Abdelatif Benachenhou, le ministre algérien des Finances, a clairement annoncé la couleur, le 25 octobre : « Il n’y aura pas d’augmentations de salaire en 2005. » Cinq jours auparavant, le Conseil du gouvernement s’était, dans un communiqué, montré non moins catégorique : « Les grèves illimitées sont illégales, les meneurs sont passibles des tribunaux, et les grévistes risquent le licenciement. » Ces deux messages n’ont, en réalité, qu’un seul but : endiguer les mouvements de contestation qui se multiplient aux quatre coins du pays, alors que le débat sur le projet de loi de finances 2005 se poursuit à l’Assemblée nationale. Cette agitation sociale place les autorités en posture délicate. D’un côté, les caisses de l’État sont pleines : les réserves de change atteindront 40 milliards de dollars fin 2004. De l’autre, le gouvernement refuse de procéder aux augmentations salariales réclamées par plusieurs syndicats. Comment convaincre le citoyen moyen de se serrer toujours davantage la ceinture, alors que, depuis vingt ans, le pays n’a jamais connu une telle embellie financière ? Exercice à hauts risques.
Premier à passer à l’offensive : le secteur de la santé. Le 18 octobre, les hôpitaux sont totalement paralysés. Seuls les urgences et un service minimal sont assurés. Les grévistes revendiquent la mise en place d’un plan de carrière et, plus encore, une revalorisation de leurs salaires. Au passage, ils accusent le ministre de n’avoir pas tenu ses engagements, notamment en ce qui concerne le versement d’une indemnité hospitalière et d’une prime de performance. Ce dernier riposte en dénonçant un « détournement de grève » et la « pénalisation systématique du malade », qui, selon lui, en résulte.
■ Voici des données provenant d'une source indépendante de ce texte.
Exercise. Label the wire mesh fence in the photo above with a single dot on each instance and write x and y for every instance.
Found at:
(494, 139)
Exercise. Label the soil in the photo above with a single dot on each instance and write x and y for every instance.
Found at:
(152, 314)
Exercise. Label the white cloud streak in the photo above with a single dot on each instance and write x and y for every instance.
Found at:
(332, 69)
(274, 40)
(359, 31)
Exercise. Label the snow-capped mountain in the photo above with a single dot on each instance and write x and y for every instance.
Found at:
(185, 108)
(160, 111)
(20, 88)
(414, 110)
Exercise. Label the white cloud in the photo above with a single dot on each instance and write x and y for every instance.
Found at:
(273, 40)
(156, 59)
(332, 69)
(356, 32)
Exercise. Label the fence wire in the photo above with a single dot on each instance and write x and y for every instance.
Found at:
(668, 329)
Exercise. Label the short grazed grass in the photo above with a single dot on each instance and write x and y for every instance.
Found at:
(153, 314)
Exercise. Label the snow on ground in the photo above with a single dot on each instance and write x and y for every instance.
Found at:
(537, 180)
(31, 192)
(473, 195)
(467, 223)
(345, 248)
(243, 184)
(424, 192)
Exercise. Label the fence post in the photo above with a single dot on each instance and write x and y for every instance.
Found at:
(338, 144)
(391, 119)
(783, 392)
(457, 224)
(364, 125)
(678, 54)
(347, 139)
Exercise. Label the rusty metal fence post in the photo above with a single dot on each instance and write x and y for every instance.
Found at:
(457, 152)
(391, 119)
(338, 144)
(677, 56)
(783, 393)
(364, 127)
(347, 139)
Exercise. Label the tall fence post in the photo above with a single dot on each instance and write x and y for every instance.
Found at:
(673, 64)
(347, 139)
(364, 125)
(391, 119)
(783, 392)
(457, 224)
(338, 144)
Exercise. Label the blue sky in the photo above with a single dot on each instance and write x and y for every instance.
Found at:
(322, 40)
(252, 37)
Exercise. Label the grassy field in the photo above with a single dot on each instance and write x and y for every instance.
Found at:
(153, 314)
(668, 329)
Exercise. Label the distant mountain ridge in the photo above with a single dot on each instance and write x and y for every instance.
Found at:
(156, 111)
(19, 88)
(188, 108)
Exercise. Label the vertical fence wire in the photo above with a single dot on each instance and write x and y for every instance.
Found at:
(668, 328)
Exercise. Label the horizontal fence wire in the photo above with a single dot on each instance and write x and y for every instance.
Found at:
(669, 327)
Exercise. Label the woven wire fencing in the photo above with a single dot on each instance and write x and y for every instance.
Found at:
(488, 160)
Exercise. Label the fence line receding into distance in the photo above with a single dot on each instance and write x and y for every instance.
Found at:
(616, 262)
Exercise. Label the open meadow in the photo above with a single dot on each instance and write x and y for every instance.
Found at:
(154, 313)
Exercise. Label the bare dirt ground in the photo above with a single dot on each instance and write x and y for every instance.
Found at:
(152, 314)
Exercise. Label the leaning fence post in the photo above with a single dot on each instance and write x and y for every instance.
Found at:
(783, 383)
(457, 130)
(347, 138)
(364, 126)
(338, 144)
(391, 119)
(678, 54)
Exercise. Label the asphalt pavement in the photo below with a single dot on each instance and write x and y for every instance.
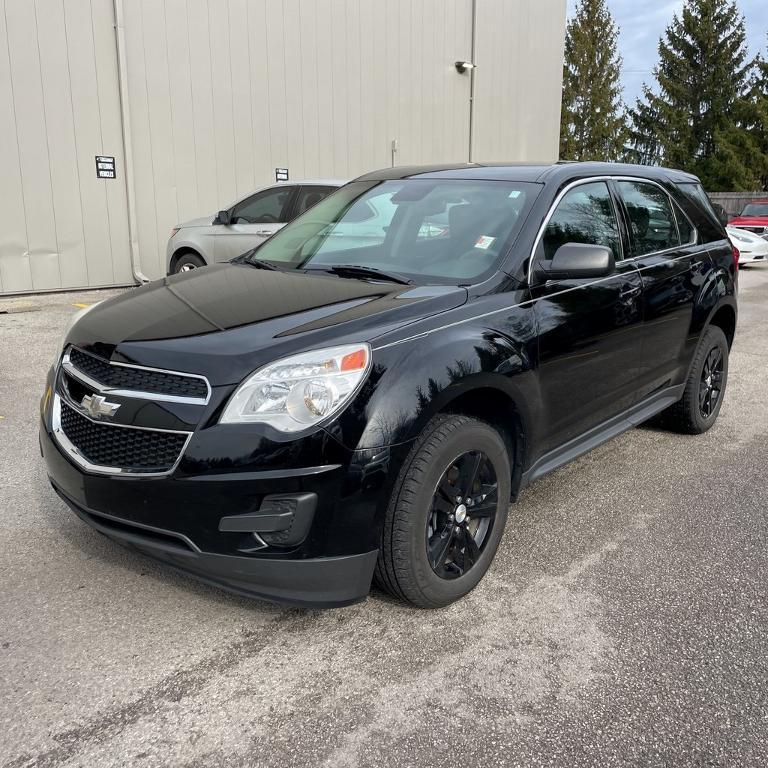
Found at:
(623, 623)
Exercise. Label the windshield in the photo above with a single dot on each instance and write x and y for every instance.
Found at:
(755, 209)
(428, 231)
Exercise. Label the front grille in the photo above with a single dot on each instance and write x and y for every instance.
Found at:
(137, 379)
(134, 450)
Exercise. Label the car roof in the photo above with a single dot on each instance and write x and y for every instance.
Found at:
(312, 182)
(533, 172)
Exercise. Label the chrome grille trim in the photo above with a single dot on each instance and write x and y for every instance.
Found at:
(72, 452)
(76, 373)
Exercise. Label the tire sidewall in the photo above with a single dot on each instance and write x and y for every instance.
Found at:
(475, 436)
(188, 258)
(713, 338)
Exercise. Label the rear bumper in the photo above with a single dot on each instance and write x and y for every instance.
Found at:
(327, 582)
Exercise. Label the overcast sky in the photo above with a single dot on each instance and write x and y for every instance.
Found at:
(642, 22)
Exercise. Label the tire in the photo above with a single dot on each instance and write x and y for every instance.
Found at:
(188, 261)
(449, 450)
(689, 415)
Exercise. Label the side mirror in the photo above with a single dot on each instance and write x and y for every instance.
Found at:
(574, 261)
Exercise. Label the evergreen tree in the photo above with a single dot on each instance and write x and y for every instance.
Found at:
(592, 122)
(759, 117)
(695, 117)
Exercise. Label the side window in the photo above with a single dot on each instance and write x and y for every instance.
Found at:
(310, 196)
(684, 227)
(262, 208)
(652, 222)
(585, 215)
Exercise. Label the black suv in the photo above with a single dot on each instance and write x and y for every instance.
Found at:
(362, 396)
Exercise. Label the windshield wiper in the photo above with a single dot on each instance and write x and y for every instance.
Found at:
(357, 270)
(247, 258)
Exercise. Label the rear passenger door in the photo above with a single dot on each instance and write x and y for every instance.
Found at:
(590, 330)
(672, 266)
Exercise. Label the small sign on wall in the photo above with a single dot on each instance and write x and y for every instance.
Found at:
(105, 167)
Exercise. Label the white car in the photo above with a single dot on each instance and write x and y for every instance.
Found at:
(751, 247)
(245, 224)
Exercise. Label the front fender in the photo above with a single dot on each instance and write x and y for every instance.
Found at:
(415, 379)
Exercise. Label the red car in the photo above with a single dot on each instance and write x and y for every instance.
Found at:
(754, 218)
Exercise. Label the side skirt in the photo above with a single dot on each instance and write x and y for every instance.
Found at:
(602, 433)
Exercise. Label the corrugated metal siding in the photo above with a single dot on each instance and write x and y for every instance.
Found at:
(224, 91)
(60, 227)
(221, 92)
(519, 78)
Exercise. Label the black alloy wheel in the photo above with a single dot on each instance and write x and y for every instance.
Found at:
(698, 408)
(447, 512)
(463, 512)
(711, 382)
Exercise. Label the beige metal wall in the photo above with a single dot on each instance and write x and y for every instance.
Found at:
(224, 91)
(519, 77)
(60, 227)
(221, 92)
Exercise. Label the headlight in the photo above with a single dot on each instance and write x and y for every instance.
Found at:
(69, 326)
(300, 391)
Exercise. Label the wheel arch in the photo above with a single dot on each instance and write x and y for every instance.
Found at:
(487, 403)
(724, 317)
(182, 251)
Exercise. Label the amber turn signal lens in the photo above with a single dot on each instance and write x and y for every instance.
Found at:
(354, 361)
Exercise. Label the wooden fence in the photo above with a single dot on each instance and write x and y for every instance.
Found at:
(734, 202)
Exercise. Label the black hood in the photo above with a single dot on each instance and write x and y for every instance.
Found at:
(226, 320)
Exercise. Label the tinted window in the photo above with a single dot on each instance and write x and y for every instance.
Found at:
(755, 209)
(652, 222)
(699, 207)
(262, 208)
(684, 227)
(585, 215)
(429, 230)
(309, 196)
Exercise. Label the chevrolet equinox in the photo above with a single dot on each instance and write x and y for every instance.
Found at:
(360, 398)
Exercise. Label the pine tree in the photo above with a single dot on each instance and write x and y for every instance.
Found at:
(694, 118)
(592, 122)
(759, 118)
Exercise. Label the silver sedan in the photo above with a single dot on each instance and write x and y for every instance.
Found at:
(244, 224)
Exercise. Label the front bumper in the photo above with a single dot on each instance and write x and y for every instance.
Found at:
(327, 582)
(178, 520)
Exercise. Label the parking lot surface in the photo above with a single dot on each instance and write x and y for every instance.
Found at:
(624, 621)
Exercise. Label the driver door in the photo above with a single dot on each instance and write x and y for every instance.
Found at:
(254, 220)
(590, 330)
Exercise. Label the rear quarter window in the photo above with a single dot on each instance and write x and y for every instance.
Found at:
(694, 201)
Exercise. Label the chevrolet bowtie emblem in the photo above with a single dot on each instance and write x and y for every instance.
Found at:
(97, 406)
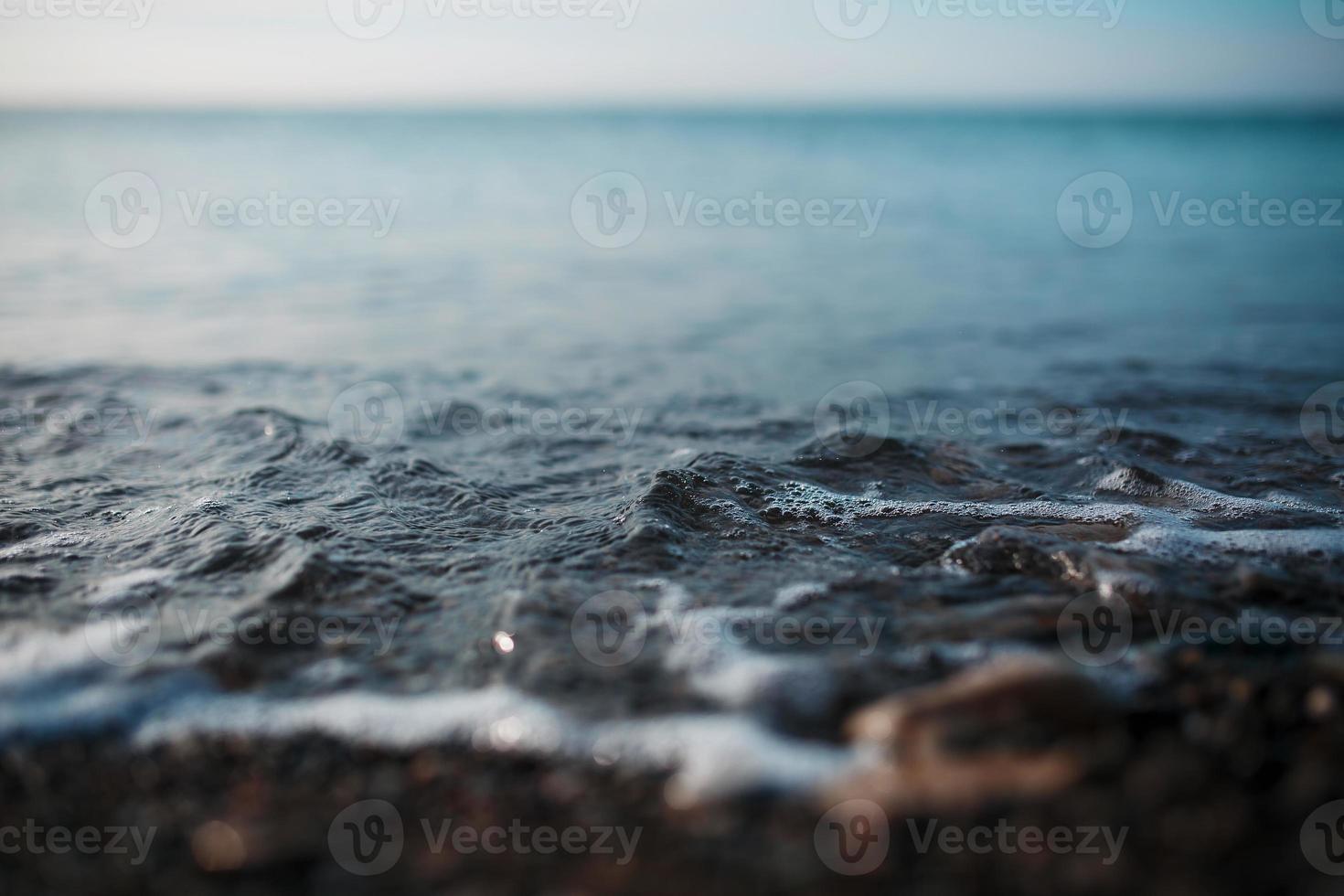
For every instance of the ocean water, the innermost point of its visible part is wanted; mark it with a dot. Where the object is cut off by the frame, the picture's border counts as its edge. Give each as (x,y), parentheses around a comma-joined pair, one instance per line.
(465,441)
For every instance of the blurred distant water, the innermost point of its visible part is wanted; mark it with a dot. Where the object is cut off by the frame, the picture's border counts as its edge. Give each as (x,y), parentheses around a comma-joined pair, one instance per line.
(968,274)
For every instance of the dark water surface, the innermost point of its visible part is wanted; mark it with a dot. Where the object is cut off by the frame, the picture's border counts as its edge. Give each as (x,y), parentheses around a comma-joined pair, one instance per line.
(446,443)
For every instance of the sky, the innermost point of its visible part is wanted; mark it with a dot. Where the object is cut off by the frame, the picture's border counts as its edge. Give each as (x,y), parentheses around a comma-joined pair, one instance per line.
(549,53)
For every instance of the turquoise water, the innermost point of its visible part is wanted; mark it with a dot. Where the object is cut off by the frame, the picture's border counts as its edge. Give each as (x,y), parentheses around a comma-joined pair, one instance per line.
(968,272)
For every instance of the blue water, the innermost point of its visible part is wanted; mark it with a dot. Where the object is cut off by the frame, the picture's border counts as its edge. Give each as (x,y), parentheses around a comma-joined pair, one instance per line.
(966,275)
(242,423)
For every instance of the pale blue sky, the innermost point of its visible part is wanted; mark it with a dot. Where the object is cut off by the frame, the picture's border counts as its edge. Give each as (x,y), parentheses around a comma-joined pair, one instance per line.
(674,51)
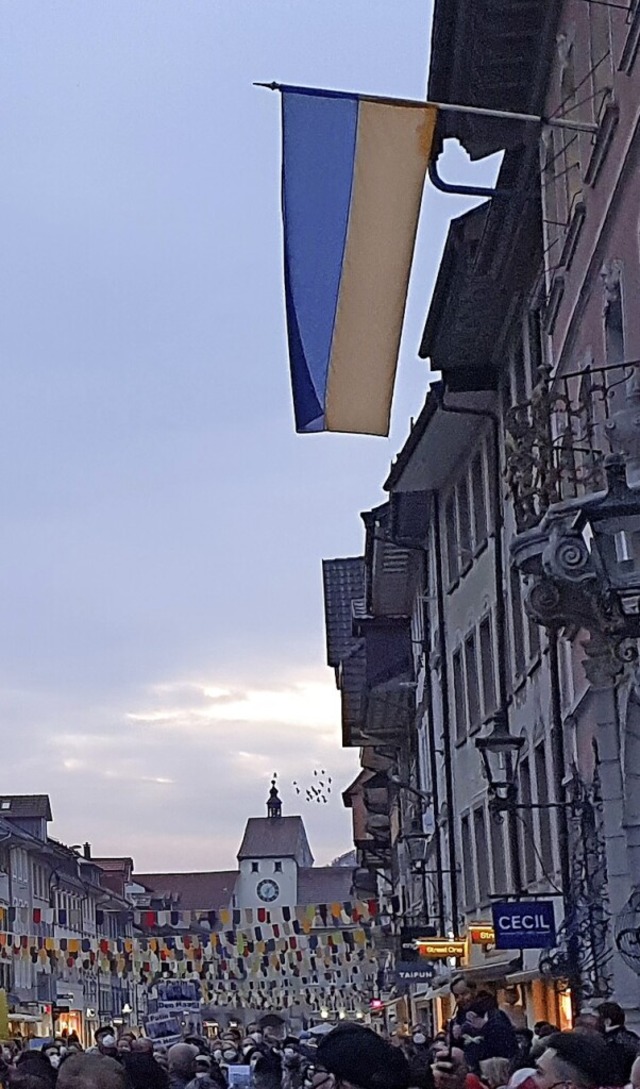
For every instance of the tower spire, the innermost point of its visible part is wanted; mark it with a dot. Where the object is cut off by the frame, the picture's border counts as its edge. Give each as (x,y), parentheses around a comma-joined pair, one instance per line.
(273,803)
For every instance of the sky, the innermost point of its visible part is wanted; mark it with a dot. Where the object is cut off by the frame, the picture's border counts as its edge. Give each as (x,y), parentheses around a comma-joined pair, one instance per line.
(162,527)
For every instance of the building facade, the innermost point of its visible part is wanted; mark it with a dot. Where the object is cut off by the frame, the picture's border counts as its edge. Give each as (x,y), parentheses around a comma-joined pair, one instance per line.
(532,332)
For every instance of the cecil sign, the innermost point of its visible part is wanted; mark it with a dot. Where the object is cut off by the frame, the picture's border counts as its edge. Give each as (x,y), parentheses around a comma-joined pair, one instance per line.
(529,925)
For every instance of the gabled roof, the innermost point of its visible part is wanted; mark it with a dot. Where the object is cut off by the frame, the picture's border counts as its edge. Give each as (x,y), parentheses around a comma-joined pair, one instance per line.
(275,837)
(29,806)
(192,892)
« Nous ne sommes pas des gamins ! » s’indigne le Dr Mohamed Yousfi, président du Syndicat national des praticiens spécialistes de la santé publique (SNPSSP). De fait, avec un bac + 12 et dix-huit ans de carrière au compteur, Yousfi n’est pas précisément un débutant. En dépit d’offres alléchantes, il a toujours refusé de rejoindre le privé, où les salaires sont de trois à quatre fois supérieurs. Il gagne actuellement 54 000 DA (environ 540 euros). « Je parviens tout juste à nourrir ma famille et à acheter quelques vêtements. Acquérir des livres, voyager ou participer à des congrès ? Je n’y pense même pas », assure-t-il. Encore est-il loin d’être parmi les plus mal lotis. Dans certains hôpitaux, les agents sont payés 7 000 DA (70 euros). Soit sensiblement moins que le Smig, le salaire minimum garanti, fixé à 10 000 DA (100 euros).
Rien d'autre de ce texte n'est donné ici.